テオを連れて、隣の部屋に入り、テオの準備も済ませると、ここに来たのと同じ魔法の扉で、リリィさんの小屋に戻った。







城から戻ると、ダイヤが水晶に向かって話していた。



「うん、もう決めたから。」

「アルちゃん、かなりしょげてるから一度帰って話をしてよ。」



水晶の向こう側からリリィさんの声も聞こえる。



「あいつも、もう子どもじゃないから。アルが話す準備が出来たら、自分で連絡してくるだろ。
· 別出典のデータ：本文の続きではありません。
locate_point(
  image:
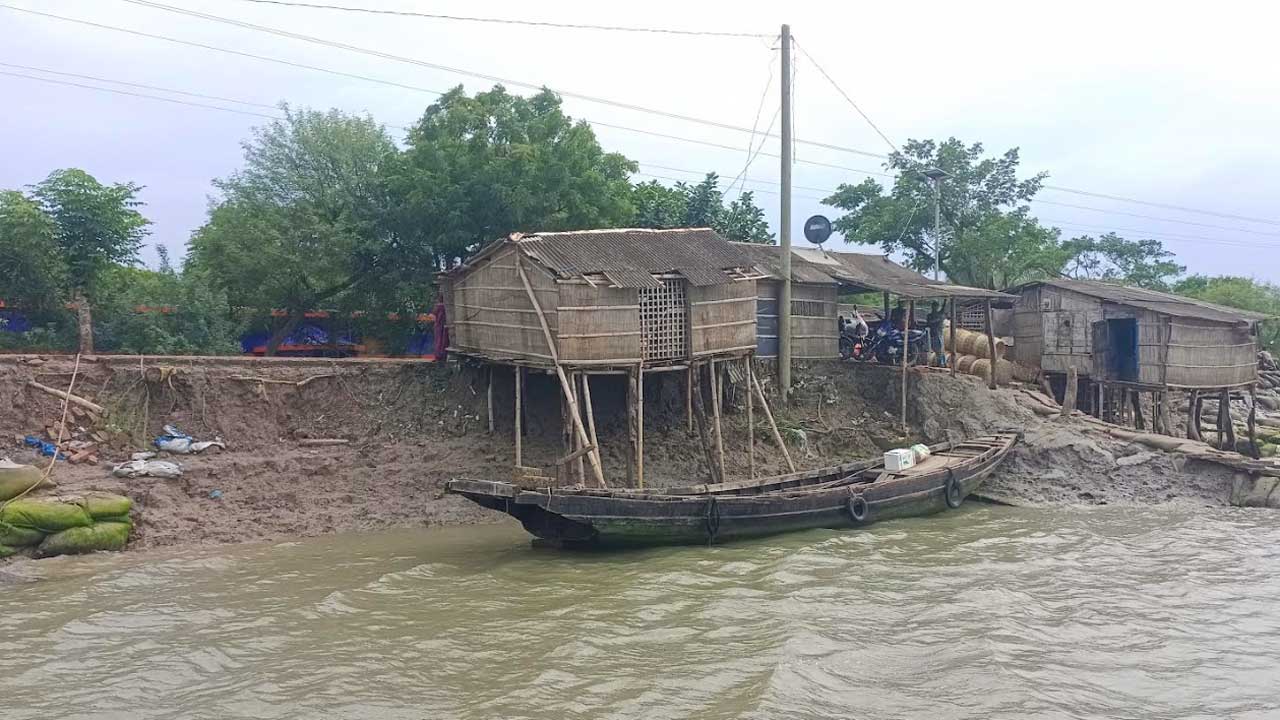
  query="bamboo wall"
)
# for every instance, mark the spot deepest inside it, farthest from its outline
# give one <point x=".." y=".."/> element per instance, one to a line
<point x="722" y="318"/>
<point x="814" y="326"/>
<point x="598" y="324"/>
<point x="490" y="314"/>
<point x="1203" y="354"/>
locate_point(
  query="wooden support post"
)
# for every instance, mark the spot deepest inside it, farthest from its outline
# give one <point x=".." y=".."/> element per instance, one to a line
<point x="750" y="418"/>
<point x="1224" y="419"/>
<point x="768" y="415"/>
<point x="703" y="432"/>
<point x="588" y="409"/>
<point x="632" y="437"/>
<point x="955" y="356"/>
<point x="520" y="413"/>
<point x="640" y="425"/>
<point x="488" y="393"/>
<point x="689" y="396"/>
<point x="906" y="347"/>
<point x="717" y="388"/>
<point x="566" y="387"/>
<point x="1073" y="384"/>
<point x="991" y="343"/>
<point x="1193" y="415"/>
<point x="1252" y="423"/>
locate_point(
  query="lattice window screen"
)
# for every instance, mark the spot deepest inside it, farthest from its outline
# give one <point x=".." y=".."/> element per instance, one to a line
<point x="663" y="320"/>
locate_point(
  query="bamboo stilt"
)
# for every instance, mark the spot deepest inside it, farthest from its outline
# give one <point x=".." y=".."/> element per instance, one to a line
<point x="773" y="425"/>
<point x="906" y="351"/>
<point x="689" y="396"/>
<point x="955" y="356"/>
<point x="640" y="425"/>
<point x="991" y="342"/>
<point x="488" y="393"/>
<point x="520" y="414"/>
<point x="703" y="432"/>
<point x="1073" y="383"/>
<point x="750" y="419"/>
<point x="716" y="414"/>
<point x="566" y="387"/>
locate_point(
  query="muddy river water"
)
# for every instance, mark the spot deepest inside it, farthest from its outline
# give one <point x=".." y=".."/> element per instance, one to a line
<point x="983" y="613"/>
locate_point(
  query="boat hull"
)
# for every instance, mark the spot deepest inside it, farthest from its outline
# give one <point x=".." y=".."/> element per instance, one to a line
<point x="630" y="518"/>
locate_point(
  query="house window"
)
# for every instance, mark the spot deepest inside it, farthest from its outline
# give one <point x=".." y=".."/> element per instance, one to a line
<point x="808" y="308"/>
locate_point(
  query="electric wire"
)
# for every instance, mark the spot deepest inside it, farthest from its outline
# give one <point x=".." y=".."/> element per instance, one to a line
<point x="510" y="21"/>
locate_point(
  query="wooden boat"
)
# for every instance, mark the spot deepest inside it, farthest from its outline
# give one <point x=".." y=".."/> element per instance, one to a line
<point x="840" y="496"/>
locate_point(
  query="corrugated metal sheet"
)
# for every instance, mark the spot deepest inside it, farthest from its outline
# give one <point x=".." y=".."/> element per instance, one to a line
<point x="699" y="254"/>
<point x="1151" y="300"/>
<point x="768" y="260"/>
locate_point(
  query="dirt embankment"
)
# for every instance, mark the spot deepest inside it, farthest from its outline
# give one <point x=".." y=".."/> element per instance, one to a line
<point x="411" y="427"/>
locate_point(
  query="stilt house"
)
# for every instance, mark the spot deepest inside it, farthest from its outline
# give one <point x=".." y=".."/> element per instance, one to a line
<point x="615" y="297"/>
<point x="1125" y="335"/>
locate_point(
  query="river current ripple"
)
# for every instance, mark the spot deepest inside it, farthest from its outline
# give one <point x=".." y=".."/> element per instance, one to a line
<point x="982" y="613"/>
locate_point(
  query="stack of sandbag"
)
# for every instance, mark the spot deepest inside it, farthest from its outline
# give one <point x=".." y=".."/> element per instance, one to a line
<point x="65" y="525"/>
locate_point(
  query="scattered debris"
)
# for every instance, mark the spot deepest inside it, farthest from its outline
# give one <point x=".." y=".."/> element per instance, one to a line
<point x="147" y="469"/>
<point x="181" y="443"/>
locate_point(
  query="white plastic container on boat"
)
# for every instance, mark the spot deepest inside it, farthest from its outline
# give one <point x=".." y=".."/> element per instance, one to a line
<point x="899" y="459"/>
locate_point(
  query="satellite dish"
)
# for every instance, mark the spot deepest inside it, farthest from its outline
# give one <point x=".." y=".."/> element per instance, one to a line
<point x="817" y="229"/>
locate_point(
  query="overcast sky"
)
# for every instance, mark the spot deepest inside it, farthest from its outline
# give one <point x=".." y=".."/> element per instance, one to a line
<point x="1164" y="103"/>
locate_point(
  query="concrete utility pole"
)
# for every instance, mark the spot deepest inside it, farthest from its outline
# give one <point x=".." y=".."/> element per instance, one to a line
<point x="785" y="224"/>
<point x="937" y="176"/>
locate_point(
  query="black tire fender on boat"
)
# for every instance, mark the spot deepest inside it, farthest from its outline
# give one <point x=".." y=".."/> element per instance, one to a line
<point x="858" y="507"/>
<point x="952" y="492"/>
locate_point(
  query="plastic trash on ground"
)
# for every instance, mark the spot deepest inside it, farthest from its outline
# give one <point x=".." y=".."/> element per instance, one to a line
<point x="181" y="443"/>
<point x="147" y="469"/>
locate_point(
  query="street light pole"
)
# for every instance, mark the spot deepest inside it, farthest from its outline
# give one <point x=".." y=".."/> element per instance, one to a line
<point x="937" y="176"/>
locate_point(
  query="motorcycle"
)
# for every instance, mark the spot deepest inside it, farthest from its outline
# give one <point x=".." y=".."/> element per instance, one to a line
<point x="885" y="346"/>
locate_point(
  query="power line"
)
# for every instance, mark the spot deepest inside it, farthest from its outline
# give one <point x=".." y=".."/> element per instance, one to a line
<point x="507" y="21"/>
<point x="472" y="73"/>
<point x="622" y="104"/>
<point x="1161" y="205"/>
<point x="140" y="95"/>
<point x="407" y="86"/>
<point x="1153" y="218"/>
<point x="136" y="85"/>
<point x="848" y="99"/>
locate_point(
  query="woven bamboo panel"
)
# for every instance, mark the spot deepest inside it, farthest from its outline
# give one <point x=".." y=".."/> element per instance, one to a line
<point x="664" y="320"/>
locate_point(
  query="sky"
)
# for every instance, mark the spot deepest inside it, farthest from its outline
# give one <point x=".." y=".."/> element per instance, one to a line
<point x="1171" y="104"/>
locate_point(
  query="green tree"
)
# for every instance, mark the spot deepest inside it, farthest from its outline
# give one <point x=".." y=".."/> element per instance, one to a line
<point x="305" y="222"/>
<point x="32" y="272"/>
<point x="990" y="237"/>
<point x="700" y="205"/>
<point x="99" y="226"/>
<point x="480" y="168"/>
<point x="1143" y="263"/>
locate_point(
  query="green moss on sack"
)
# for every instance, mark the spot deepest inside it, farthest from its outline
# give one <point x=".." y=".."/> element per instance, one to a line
<point x="45" y="515"/>
<point x="74" y="541"/>
<point x="13" y="536"/>
<point x="103" y="505"/>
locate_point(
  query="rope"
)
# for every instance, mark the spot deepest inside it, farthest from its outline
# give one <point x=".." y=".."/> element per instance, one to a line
<point x="58" y="445"/>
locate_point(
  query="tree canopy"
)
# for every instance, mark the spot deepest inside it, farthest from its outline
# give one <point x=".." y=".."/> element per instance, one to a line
<point x="480" y="168"/>
<point x="700" y="205"/>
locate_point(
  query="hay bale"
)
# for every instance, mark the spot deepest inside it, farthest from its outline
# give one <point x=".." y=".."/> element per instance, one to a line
<point x="13" y="536"/>
<point x="96" y="537"/>
<point x="14" y="479"/>
<point x="45" y="515"/>
<point x="101" y="505"/>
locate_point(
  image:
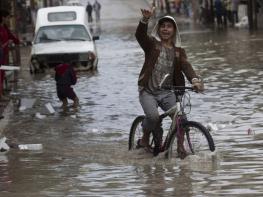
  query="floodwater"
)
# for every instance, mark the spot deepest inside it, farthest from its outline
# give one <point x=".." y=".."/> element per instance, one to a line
<point x="85" y="152"/>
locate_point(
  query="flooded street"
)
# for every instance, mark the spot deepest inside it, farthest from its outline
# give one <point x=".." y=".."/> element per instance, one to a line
<point x="85" y="152"/>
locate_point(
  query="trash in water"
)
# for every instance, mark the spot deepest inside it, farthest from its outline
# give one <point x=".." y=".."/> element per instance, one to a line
<point x="40" y="116"/>
<point x="3" y="145"/>
<point x="212" y="127"/>
<point x="50" y="108"/>
<point x="73" y="116"/>
<point x="27" y="103"/>
<point x="250" y="132"/>
<point x="22" y="108"/>
<point x="30" y="146"/>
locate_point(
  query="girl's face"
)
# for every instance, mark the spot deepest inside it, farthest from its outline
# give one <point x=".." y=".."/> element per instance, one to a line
<point x="166" y="31"/>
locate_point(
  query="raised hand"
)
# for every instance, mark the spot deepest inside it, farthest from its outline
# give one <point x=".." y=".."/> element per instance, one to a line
<point x="148" y="13"/>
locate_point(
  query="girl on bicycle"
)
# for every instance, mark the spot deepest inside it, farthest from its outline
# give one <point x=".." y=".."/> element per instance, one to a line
<point x="163" y="55"/>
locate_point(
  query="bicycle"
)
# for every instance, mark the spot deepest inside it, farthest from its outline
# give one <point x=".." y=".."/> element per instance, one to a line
<point x="198" y="138"/>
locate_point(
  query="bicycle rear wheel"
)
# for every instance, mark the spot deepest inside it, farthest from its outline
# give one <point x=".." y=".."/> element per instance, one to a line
<point x="197" y="139"/>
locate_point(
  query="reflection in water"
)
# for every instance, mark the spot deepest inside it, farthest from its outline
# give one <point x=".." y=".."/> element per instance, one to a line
<point x="85" y="151"/>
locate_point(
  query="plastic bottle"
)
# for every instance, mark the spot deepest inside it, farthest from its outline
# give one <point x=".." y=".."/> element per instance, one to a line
<point x="30" y="146"/>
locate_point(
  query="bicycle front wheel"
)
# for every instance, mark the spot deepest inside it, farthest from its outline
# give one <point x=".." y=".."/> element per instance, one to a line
<point x="136" y="132"/>
<point x="197" y="139"/>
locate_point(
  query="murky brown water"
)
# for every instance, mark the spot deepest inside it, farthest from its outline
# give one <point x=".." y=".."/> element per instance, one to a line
<point x="85" y="152"/>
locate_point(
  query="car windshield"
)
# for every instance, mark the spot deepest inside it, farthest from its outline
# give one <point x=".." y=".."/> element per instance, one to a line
<point x="62" y="32"/>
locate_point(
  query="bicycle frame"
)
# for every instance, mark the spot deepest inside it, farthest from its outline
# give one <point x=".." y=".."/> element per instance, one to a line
<point x="177" y="112"/>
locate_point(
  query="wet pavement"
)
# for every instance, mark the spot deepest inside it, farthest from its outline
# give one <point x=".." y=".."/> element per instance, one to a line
<point x="85" y="152"/>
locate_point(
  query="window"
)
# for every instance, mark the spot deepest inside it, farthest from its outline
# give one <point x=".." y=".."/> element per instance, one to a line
<point x="62" y="16"/>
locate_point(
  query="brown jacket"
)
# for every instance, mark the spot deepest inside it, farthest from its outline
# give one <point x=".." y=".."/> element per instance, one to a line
<point x="151" y="49"/>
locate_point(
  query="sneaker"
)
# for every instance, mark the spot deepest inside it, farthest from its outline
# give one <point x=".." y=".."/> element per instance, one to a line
<point x="156" y="150"/>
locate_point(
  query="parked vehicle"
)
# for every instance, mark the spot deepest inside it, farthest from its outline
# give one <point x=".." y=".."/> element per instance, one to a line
<point x="63" y="31"/>
<point x="73" y="3"/>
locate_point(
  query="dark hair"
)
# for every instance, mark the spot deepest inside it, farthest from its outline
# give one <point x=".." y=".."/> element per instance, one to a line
<point x="162" y="20"/>
<point x="3" y="13"/>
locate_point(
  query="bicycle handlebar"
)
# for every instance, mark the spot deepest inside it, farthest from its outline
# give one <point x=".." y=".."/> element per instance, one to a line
<point x="179" y="88"/>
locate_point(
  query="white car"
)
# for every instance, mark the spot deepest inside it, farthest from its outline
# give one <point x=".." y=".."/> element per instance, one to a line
<point x="73" y="3"/>
<point x="63" y="31"/>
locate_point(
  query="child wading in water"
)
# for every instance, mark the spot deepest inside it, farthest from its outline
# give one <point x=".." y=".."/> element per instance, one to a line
<point x="65" y="77"/>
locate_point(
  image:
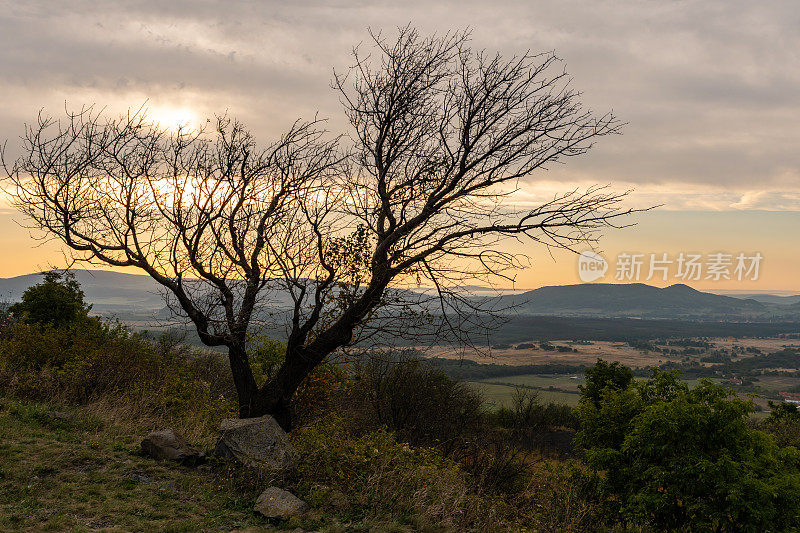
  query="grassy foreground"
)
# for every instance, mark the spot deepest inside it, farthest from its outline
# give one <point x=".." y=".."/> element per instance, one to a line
<point x="79" y="469"/>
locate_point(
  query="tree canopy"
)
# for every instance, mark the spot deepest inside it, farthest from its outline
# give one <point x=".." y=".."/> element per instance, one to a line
<point x="415" y="192"/>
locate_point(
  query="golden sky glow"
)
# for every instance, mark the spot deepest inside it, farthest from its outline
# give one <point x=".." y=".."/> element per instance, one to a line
<point x="708" y="89"/>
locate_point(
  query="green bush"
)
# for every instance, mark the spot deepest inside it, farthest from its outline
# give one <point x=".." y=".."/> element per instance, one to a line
<point x="420" y="403"/>
<point x="376" y="476"/>
<point x="673" y="458"/>
<point x="88" y="361"/>
<point x="57" y="301"/>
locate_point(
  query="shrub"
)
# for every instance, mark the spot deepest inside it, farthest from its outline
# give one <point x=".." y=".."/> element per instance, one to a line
<point x="376" y="476"/>
<point x="421" y="403"/>
<point x="676" y="458"/>
<point x="57" y="301"/>
<point x="89" y="361"/>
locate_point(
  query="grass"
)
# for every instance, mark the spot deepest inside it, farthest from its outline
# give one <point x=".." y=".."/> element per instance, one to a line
<point x="80" y="472"/>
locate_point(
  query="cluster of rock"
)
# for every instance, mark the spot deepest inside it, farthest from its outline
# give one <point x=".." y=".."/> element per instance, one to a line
<point x="254" y="442"/>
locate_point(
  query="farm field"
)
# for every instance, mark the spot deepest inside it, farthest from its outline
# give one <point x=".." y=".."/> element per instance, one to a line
<point x="497" y="395"/>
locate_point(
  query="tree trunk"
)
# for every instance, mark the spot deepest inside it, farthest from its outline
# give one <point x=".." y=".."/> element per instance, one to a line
<point x="275" y="397"/>
<point x="243" y="380"/>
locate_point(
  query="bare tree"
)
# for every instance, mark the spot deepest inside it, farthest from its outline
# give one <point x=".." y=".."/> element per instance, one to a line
<point x="416" y="193"/>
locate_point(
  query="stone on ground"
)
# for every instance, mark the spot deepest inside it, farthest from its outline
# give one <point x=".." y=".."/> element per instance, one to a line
<point x="256" y="442"/>
<point x="278" y="503"/>
<point x="166" y="444"/>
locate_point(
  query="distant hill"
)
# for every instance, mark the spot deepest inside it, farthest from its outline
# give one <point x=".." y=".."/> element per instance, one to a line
<point x="131" y="294"/>
<point x="630" y="300"/>
<point x="105" y="290"/>
<point x="769" y="298"/>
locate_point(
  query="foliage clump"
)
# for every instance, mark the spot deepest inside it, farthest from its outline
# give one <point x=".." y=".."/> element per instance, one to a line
<point x="671" y="457"/>
<point x="57" y="301"/>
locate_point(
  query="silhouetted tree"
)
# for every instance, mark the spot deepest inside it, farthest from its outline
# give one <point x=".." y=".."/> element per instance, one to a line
<point x="416" y="192"/>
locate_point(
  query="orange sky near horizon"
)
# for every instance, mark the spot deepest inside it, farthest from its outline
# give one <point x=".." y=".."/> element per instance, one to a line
<point x="656" y="232"/>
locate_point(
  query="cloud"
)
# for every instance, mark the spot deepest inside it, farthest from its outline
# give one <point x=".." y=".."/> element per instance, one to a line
<point x="709" y="89"/>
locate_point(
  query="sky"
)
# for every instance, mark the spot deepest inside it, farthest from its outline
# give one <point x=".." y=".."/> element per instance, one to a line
<point x="710" y="92"/>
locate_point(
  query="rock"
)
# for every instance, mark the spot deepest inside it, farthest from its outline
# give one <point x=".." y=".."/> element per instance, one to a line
<point x="278" y="503"/>
<point x="59" y="416"/>
<point x="256" y="442"/>
<point x="167" y="444"/>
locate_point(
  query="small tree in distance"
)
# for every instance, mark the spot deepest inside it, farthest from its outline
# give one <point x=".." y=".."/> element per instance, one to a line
<point x="56" y="301"/>
<point x="440" y="135"/>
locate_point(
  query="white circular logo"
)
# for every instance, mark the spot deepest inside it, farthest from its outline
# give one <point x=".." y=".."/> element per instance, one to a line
<point x="591" y="266"/>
」

「そうかもしれないけど…。」

「俺たちを信じろ。アルがどうするつもりなのかは、正直分からないが、あいつなりの答えはもう出ているはずだ。」

「ダイヤが言うならそうなのかもね。」



ダイヤはクロム様の病気の薬の話を少しだけして、水晶をしまった。



「よし、じゃあ行くぞ。」



僕とダイヤ、テオは森を抜け、車に乗る。

行先は大きな港。

秘龍の国に向けて車が動き出す。